Yep, that's a four legged HAM! Happy and go lucky as they get!
Nice picture!


----------



## vrocco1 (Feb 25, 2006)

LOL, he is cute. I'd say ham describes him perfectly.


----------



## maryjean (Jul 13, 2005)

LOl...he is just like my brutus! In his pic his head is always held like just like that!

mary jean


----------



## Lexie's Mom (Dec 14, 2005)

He does look cheesy in that picture. He loves the camera. Rotties always look like they are smiling. He is quite the sweetheart. Very gentle and calm. Him and Lexie get along wonderfully. Lexie is only about 70 lbs maybe even 65 but she is the boss of him. It's so funny.


----------



## RickGibbs (Dec 16, 2005)

Lexie's Mom said:


> Him and Lexie get along wonderfully. Lexie is only about 70 lbs maybe even 65 but she is the boss of him. It's so funny.

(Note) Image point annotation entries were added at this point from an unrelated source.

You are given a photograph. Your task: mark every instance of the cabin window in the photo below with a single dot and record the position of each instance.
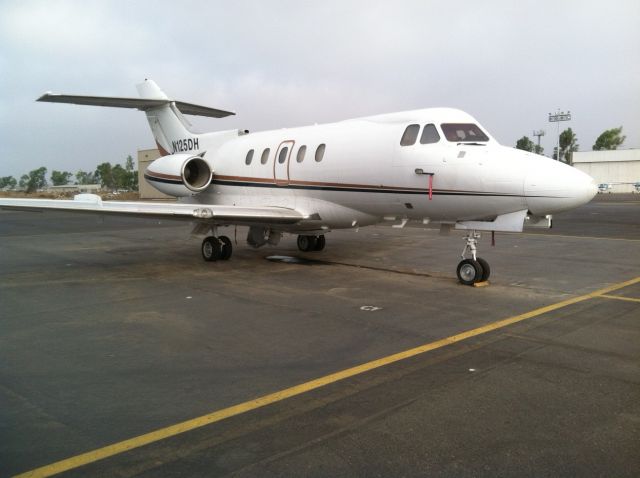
(265, 156)
(429, 135)
(249, 157)
(410, 135)
(462, 132)
(301, 152)
(282, 157)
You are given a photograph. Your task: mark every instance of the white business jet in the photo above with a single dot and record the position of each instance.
(430, 165)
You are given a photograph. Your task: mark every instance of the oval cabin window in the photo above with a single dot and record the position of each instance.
(265, 156)
(249, 157)
(301, 152)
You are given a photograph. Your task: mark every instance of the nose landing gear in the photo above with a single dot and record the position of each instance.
(475, 269)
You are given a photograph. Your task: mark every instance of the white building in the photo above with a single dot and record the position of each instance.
(145, 157)
(618, 168)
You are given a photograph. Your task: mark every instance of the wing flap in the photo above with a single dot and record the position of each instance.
(213, 213)
(138, 103)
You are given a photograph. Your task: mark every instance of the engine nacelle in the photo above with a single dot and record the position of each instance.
(179, 174)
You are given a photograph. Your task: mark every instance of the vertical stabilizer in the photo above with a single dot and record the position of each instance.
(169, 127)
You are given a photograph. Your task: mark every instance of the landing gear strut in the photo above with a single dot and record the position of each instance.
(311, 243)
(474, 269)
(216, 248)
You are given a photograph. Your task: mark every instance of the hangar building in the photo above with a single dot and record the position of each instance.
(620, 168)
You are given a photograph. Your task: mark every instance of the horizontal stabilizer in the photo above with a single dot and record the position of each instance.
(139, 103)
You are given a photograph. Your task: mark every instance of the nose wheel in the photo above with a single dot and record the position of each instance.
(474, 269)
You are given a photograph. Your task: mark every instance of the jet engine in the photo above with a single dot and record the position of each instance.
(179, 174)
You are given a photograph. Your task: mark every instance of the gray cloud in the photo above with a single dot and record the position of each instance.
(283, 64)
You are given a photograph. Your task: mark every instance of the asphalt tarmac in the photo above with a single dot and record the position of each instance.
(122, 353)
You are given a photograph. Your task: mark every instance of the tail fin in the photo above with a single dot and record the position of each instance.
(169, 126)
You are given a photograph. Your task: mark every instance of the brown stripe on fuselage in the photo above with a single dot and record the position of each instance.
(153, 174)
(163, 152)
(295, 182)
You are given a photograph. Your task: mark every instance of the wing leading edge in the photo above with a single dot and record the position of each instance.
(217, 214)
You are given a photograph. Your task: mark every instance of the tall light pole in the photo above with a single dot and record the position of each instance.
(559, 116)
(538, 134)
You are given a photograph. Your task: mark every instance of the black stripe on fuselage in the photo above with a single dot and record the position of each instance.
(435, 192)
(363, 190)
(163, 180)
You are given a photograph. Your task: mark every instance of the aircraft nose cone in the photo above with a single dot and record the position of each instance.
(554, 187)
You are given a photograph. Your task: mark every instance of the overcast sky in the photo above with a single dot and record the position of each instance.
(280, 64)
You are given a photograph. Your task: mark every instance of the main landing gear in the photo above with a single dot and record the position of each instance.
(311, 243)
(216, 248)
(475, 269)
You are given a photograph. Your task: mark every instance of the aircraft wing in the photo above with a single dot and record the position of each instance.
(213, 213)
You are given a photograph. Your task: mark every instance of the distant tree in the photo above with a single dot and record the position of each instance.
(35, 180)
(525, 144)
(568, 144)
(104, 175)
(85, 178)
(120, 177)
(130, 167)
(8, 182)
(60, 178)
(610, 139)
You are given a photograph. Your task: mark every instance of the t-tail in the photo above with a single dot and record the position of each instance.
(170, 128)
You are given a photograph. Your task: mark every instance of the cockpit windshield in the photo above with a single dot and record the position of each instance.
(463, 132)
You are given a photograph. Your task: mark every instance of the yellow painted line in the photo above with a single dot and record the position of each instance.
(617, 297)
(219, 415)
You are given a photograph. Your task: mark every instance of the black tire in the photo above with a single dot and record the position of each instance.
(320, 243)
(307, 243)
(226, 249)
(486, 270)
(211, 249)
(469, 272)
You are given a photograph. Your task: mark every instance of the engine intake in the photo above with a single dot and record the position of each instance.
(179, 174)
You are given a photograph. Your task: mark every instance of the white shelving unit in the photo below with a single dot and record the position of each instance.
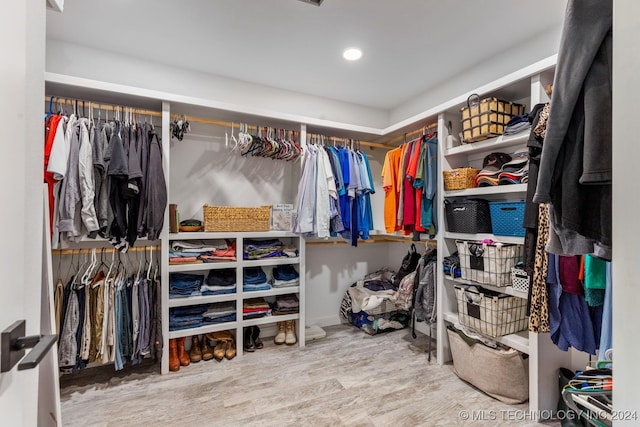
(544, 357)
(237, 326)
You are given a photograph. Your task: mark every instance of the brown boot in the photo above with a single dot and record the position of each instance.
(182, 353)
(207, 351)
(220, 349)
(174, 361)
(290, 332)
(230, 351)
(280, 336)
(195, 353)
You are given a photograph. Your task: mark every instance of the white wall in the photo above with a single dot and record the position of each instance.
(204, 171)
(626, 228)
(525, 54)
(81, 61)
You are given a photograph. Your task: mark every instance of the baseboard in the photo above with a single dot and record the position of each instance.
(324, 321)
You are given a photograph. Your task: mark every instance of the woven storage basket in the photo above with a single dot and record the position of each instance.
(460, 178)
(486, 118)
(230, 218)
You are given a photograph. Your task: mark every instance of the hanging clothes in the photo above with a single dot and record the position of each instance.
(409, 178)
(334, 194)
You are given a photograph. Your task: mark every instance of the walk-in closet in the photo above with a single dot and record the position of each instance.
(319, 213)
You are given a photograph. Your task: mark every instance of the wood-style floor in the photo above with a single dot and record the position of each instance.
(346, 379)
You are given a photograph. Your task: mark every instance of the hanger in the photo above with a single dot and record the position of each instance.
(150, 262)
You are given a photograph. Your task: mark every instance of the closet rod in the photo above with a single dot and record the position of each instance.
(429, 243)
(332, 139)
(95, 105)
(100, 250)
(193, 119)
(410, 135)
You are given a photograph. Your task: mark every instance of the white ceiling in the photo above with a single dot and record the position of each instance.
(409, 46)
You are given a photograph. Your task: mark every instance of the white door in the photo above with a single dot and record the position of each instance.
(22, 41)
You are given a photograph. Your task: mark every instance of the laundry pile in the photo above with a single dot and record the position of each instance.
(200, 251)
(503, 169)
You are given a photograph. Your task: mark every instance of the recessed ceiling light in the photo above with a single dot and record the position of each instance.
(352, 54)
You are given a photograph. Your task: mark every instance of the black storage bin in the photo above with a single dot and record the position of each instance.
(468, 216)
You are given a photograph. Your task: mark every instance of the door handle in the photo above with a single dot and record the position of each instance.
(13, 343)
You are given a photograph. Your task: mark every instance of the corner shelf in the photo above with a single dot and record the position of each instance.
(481, 236)
(501, 142)
(512, 189)
(518, 341)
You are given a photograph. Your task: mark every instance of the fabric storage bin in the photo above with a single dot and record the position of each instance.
(491, 313)
(507, 217)
(519, 279)
(488, 263)
(231, 218)
(486, 118)
(502, 374)
(459, 178)
(468, 216)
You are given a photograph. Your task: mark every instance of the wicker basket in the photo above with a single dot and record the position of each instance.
(460, 178)
(486, 118)
(230, 218)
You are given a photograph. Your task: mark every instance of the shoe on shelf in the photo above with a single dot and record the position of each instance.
(280, 336)
(255, 336)
(230, 351)
(220, 349)
(249, 344)
(174, 361)
(290, 332)
(182, 353)
(195, 352)
(207, 351)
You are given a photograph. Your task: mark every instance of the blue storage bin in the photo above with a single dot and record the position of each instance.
(506, 218)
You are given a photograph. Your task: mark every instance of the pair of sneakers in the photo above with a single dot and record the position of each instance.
(286, 333)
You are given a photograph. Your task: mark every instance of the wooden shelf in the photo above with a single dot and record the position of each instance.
(493, 144)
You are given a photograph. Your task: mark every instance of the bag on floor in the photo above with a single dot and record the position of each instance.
(409, 264)
(404, 299)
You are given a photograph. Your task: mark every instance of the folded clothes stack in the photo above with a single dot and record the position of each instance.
(186, 317)
(259, 249)
(220, 313)
(219, 282)
(286, 304)
(284, 276)
(184, 284)
(515, 171)
(517, 124)
(199, 251)
(255, 279)
(255, 307)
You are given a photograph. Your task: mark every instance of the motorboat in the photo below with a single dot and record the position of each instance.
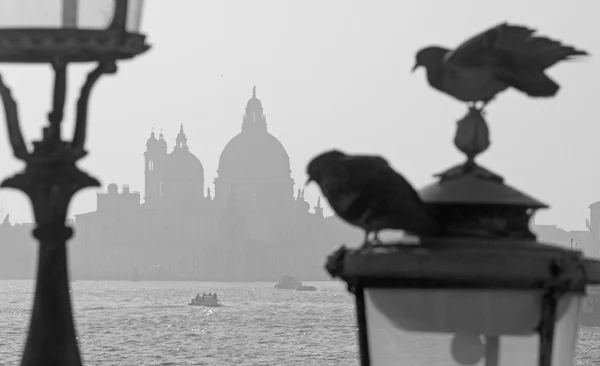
(288, 283)
(306, 288)
(590, 310)
(208, 300)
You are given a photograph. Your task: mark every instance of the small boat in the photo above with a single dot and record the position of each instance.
(306, 288)
(208, 300)
(288, 283)
(590, 311)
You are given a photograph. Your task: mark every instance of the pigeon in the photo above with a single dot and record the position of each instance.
(489, 63)
(366, 192)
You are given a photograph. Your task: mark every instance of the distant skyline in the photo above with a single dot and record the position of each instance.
(332, 74)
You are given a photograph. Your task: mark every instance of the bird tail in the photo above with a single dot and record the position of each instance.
(547, 52)
(534, 85)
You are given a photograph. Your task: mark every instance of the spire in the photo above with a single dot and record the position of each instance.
(254, 118)
(319, 209)
(151, 140)
(181, 141)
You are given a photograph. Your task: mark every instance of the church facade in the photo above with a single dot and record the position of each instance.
(252, 227)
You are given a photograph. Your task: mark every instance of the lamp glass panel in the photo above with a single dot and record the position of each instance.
(429, 339)
(83, 14)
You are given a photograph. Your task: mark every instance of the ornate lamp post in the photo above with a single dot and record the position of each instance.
(75, 31)
(487, 291)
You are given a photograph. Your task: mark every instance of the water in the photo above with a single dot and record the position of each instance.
(150, 323)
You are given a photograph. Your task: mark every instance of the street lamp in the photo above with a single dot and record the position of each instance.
(59, 33)
(486, 293)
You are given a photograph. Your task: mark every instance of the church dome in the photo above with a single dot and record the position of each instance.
(181, 165)
(254, 154)
(249, 154)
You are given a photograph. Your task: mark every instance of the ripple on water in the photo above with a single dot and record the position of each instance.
(149, 323)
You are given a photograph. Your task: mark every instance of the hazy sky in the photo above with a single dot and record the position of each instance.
(332, 73)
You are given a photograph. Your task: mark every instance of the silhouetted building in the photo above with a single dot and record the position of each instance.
(18, 250)
(253, 228)
(587, 241)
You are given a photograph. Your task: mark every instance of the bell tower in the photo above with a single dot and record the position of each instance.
(156, 151)
(594, 225)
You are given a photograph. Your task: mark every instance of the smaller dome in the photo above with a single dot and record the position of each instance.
(183, 167)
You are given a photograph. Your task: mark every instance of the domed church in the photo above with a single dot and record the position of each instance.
(254, 227)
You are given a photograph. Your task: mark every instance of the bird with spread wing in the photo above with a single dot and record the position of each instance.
(501, 57)
(366, 192)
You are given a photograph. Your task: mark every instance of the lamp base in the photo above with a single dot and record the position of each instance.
(44, 45)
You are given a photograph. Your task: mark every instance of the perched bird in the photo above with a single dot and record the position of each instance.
(366, 192)
(490, 62)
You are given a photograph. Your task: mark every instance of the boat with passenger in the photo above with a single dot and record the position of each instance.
(208, 300)
(590, 311)
(306, 288)
(288, 283)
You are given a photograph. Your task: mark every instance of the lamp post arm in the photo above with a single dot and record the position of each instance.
(12, 122)
(105, 67)
(55, 116)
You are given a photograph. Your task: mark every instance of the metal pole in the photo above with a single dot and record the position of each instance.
(50, 179)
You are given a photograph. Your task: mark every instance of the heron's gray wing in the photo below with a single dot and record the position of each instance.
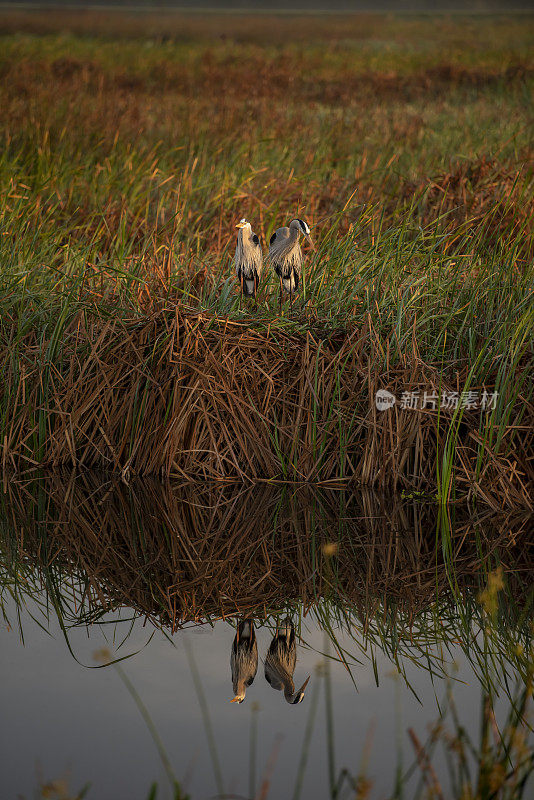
(272, 677)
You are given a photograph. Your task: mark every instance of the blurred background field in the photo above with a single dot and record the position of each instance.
(132, 142)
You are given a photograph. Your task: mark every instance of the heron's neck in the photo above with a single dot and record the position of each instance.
(289, 688)
(245, 234)
(292, 242)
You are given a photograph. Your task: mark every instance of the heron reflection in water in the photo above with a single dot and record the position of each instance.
(243, 659)
(280, 663)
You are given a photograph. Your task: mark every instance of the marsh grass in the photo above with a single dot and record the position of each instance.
(125, 163)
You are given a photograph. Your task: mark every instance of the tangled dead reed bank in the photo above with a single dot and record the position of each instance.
(193, 396)
(179, 554)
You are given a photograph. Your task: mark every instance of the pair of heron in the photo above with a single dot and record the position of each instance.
(285, 255)
(279, 662)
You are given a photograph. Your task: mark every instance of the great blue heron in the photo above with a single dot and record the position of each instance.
(248, 259)
(243, 659)
(280, 663)
(286, 256)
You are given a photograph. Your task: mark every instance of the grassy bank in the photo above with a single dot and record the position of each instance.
(129, 153)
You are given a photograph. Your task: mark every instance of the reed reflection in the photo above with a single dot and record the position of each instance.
(243, 659)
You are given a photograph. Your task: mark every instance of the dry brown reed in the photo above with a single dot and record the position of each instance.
(194, 397)
(178, 554)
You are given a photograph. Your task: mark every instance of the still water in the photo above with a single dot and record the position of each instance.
(386, 626)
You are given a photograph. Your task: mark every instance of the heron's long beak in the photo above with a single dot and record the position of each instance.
(299, 696)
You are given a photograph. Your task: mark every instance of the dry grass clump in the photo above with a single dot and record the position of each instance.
(124, 165)
(202, 397)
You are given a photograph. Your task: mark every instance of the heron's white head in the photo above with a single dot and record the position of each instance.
(302, 227)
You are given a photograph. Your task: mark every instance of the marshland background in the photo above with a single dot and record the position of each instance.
(130, 145)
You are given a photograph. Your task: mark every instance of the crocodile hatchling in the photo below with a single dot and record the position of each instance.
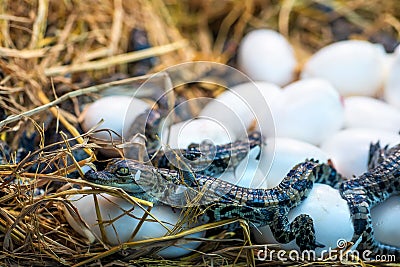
(207, 159)
(258, 206)
(371, 188)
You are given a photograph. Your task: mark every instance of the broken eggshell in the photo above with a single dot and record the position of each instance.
(326, 207)
(112, 209)
(277, 158)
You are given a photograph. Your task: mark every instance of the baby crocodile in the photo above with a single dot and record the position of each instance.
(222, 200)
(371, 188)
(207, 159)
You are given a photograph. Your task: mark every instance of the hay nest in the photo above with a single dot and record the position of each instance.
(56, 56)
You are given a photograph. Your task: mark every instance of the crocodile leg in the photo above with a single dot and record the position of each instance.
(301, 229)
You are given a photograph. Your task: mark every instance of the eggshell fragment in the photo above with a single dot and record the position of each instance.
(353, 67)
(368, 112)
(349, 148)
(310, 110)
(385, 218)
(326, 207)
(265, 55)
(120, 230)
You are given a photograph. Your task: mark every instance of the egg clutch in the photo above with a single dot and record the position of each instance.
(346, 98)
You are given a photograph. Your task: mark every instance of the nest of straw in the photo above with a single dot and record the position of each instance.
(57, 55)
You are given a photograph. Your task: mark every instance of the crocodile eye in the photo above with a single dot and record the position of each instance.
(123, 171)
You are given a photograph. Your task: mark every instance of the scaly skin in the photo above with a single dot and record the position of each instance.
(207, 159)
(368, 190)
(223, 200)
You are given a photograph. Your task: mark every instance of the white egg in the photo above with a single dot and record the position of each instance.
(277, 158)
(121, 226)
(353, 67)
(330, 214)
(392, 86)
(240, 105)
(385, 218)
(116, 111)
(265, 55)
(310, 110)
(349, 148)
(368, 112)
(181, 135)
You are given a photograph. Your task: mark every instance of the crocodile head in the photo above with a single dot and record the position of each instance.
(120, 173)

Well, that's real life, though, right?


----------



## Lexie's Mom (Dec 14, 2005)

I didn't say you could speak Rick LOL


----------



## RickGibbs (Dec 16, 2005)

Lexie's Mom said:


> I didn't say you could speak Rick LOL


So sorry, ma'am. I should've asked first....:


----------



## Lexie's Mom (Dec 14, 2005)

Next time, email or pm first before posting sir LOL


----------



## heidi_pooh (Feb 9, 2006)

Hooch just has this look on his face like, "How can I get Mommy to crack her head open this time?"


----------



## RickGibbs (Dec 16, 2005)

heidi_pooh said:


> Hooch just has this look on his face like, "How can I get Mommy to crack her head open this time?"


:lol: Yeah......I forgot about that..... How's the skull doing, anyway?


----------



## heidi_pooh (Feb 9, 2006)

:banghead: :banghead: :banghead: :banghead: :banghead: :banghead: :banghead: :banghead: :banghead:


----------



## RickGibbs (Dec 16, 2005)

heidi_pooh said:


> :banghead: :banghead: :banghead: :banghead: :banghead: :banghead: :banghead: :banghead: :banghead:


Yep.....that's the Lisa smiley.... :banghead:


----------



## Lexie's Mom (Dec 14, 2005)

LOL It's 6am here and i turned on the PC to see what's going on. LOL Nothing like a good laugh when you first wake up. 

My head is good, thank you!!!


----------



## RickGibbs (Dec 16, 2005)

Lexie's Mom said:


> My head is good, thank you!!!


Well, I'm glad it got a laugh out of you. You got your own smiley out of the deal.....


----------